Thousands of fans left angered after missing out Peter Kay Live Tickets
- BAFTA winning Comedian first tour in 12 years
- Increase in demand after website crashes leaving many angered
- New tour dates announced for 2024 and monthly residence in London
- Photo Credit: PA Media/Peter Byrne
Fans from across Britain flocked to social media to express their anger after missing out on Peter Kay Live tickets.
Bolton’s famous comic Peter Kay will be returning to Britain’s arenas as he announced a new tour starting in December, here in Manchester.
This is Kay’s first tour in 12 years and comes after his last tour in 2017 had to be cancelled due to “unforeseen family circumstances”.
Peter Kay is who widely known for his funny sketches and tv shows which include, Phoenix Nights and Car Share to name a few, announced his new tour via a tweet in which he insinuates that the tour is to pay for his mum’s new carpet after his previous ‘Back on Nights’ tour bought her a new bungalow.
Fans were overwhelmed with emotion at the thought of getting to see funny man Kay back on the big stage. However, this delight soon turned to anger once the tickets became available due to the high demand and popularity.

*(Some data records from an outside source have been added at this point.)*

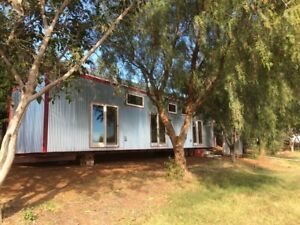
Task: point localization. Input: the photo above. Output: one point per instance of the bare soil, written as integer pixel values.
(117, 190)
(114, 191)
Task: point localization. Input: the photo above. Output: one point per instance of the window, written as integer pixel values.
(135, 100)
(172, 108)
(104, 125)
(158, 131)
(197, 132)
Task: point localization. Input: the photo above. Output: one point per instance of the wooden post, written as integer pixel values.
(87, 159)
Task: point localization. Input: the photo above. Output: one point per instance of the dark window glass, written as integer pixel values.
(162, 132)
(153, 128)
(111, 125)
(172, 108)
(135, 100)
(194, 133)
(199, 132)
(98, 124)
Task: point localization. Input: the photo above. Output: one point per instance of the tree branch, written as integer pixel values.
(12, 69)
(83, 60)
(44, 18)
(33, 73)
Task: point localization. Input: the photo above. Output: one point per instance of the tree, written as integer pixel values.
(177, 56)
(188, 51)
(49, 41)
(258, 96)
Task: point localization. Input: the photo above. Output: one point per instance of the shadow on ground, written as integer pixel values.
(249, 177)
(31, 185)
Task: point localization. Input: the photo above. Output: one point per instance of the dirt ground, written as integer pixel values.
(114, 191)
(117, 190)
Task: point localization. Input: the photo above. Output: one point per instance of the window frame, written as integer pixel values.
(104, 144)
(136, 95)
(196, 122)
(158, 143)
(174, 104)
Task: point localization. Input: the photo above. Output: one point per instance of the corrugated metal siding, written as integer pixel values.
(238, 148)
(30, 135)
(69, 123)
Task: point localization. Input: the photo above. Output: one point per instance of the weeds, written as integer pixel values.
(173, 170)
(29, 215)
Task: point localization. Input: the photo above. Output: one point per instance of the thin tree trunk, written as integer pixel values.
(179, 156)
(232, 153)
(8, 146)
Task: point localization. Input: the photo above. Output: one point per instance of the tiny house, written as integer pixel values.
(103, 117)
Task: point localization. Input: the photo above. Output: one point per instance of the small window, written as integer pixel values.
(157, 130)
(172, 108)
(197, 132)
(135, 100)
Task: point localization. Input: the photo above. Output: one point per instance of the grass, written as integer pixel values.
(234, 195)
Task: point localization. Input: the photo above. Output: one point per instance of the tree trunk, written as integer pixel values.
(180, 157)
(8, 146)
(232, 153)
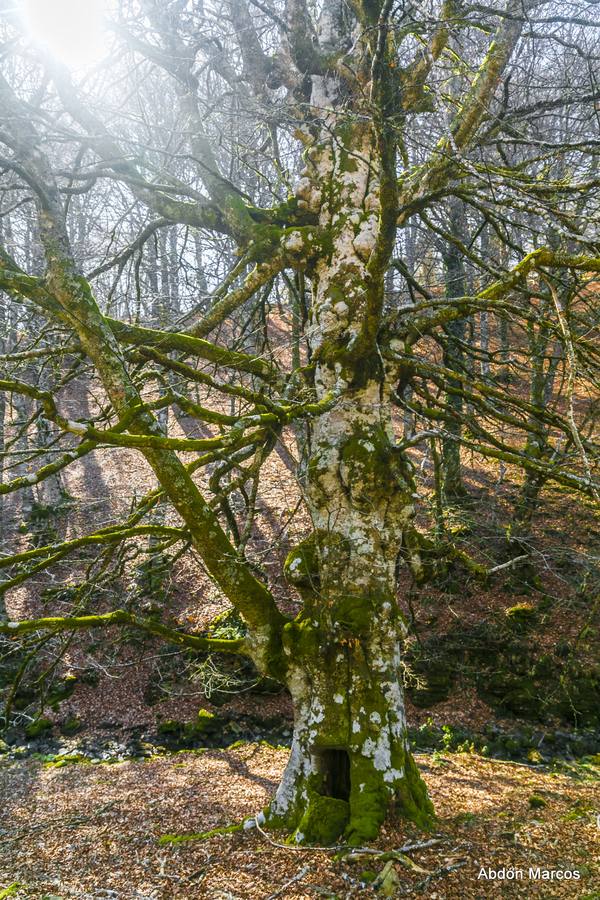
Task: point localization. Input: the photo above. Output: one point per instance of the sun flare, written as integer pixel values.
(73, 31)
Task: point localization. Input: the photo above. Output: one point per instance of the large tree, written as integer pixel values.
(399, 112)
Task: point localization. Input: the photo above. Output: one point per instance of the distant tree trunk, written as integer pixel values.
(454, 358)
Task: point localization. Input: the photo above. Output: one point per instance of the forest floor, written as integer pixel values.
(86, 830)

On Thursday, O2 customers were notified that they would have priority and be able to get up to 6 tickets in a pre-sale event. Due to the unexpected volume of people accessing the site, the website crashed and no one was able to purchase a ticket.

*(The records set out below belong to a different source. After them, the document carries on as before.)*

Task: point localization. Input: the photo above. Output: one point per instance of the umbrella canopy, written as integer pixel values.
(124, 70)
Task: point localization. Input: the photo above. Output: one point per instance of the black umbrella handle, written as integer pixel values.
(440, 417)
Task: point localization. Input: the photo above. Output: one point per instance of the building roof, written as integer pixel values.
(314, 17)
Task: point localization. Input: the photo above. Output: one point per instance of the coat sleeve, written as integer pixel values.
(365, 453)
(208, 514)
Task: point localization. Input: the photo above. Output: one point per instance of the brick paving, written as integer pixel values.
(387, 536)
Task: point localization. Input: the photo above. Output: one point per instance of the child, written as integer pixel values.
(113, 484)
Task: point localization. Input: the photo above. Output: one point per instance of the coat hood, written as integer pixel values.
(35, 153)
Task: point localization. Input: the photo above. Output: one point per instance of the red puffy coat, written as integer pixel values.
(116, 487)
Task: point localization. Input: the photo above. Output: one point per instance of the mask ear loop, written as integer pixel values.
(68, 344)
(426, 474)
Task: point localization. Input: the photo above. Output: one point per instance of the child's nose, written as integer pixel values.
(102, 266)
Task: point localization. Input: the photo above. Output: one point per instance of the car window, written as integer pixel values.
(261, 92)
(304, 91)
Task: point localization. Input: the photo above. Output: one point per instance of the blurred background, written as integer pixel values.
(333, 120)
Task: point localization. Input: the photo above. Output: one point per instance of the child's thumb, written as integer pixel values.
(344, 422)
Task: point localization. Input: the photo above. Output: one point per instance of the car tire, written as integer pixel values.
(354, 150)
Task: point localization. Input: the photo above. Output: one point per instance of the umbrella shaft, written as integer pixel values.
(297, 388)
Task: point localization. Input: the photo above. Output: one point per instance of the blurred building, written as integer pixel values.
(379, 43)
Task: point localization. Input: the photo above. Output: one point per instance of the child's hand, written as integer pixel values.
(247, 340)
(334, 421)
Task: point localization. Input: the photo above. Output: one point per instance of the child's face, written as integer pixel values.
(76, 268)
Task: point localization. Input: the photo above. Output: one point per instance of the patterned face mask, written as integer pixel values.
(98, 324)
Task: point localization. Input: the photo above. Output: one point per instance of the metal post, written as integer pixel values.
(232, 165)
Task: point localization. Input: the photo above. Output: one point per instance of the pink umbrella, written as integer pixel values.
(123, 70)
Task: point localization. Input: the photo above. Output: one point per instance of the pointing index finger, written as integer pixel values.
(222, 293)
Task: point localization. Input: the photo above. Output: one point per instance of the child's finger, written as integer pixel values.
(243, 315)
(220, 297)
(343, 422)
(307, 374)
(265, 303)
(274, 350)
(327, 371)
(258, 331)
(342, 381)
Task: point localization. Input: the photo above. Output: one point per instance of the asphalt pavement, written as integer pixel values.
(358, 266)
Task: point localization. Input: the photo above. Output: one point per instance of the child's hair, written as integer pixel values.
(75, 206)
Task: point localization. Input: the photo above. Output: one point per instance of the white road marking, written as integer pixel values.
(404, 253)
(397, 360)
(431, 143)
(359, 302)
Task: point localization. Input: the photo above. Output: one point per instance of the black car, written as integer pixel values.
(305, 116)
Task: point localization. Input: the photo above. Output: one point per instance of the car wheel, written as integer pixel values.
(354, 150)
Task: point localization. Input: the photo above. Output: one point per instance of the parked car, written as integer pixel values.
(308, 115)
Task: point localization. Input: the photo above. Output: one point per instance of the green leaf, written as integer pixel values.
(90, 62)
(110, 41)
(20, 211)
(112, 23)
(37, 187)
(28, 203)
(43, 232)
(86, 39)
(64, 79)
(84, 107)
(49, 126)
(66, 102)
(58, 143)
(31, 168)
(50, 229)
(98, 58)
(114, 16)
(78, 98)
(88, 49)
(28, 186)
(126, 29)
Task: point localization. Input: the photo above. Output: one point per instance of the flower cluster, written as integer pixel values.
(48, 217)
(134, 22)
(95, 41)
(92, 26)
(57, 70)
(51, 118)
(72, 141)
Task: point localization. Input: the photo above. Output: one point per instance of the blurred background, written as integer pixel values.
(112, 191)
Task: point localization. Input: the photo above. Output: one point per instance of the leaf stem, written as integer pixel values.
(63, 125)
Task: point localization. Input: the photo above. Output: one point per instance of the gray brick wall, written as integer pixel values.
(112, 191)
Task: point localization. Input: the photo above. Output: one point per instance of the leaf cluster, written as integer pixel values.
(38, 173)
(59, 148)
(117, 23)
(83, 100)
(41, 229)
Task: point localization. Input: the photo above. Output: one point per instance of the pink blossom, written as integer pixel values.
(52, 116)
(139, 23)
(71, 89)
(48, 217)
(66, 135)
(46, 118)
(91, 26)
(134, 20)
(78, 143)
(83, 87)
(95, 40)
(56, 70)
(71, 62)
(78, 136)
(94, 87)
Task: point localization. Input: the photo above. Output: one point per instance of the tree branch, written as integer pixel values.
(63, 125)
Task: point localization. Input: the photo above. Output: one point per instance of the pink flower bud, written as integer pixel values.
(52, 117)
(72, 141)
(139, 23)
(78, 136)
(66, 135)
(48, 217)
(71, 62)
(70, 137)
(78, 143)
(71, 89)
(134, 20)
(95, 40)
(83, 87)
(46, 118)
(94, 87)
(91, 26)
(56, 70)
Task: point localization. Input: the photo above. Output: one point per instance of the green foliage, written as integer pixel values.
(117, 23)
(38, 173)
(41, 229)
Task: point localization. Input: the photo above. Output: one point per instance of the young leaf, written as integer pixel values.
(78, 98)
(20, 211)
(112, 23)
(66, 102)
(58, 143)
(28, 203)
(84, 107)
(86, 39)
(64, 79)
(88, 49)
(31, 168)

This left many angered and SJM concerts who had set up the presale link released a statement that read:
They also said that ‘substantial provisions’ had been made to ensure more tickets would be available to buy on general sale.
Saturday’s general sale was underestimated again by SJM concerts as over two million swarmed to ticket selling websites to join a queue to buy tickets for the live shows.
The ticket prices ranged from £35 to £151 depending on the experience you purchased.
Some notable fans, such as Dan Walker and Jason Manford, voiced their disappointment after being randomly placed in a queue and seeing people resell tickets at a higher fixed rate.
Manford described reselling tickets for a profit should be ‘illegal’ and blamed the capitalist society and tory government for resellers being given an opportunity to make a living.
Some fans did have some luck leaving others feeling glum and contemplating to buy a resale ticket with some listed as high as £700.
Whether buying a resale or being one of the lucky few get a ticket for the live shows, it is certainly an event no one will want to miss out on.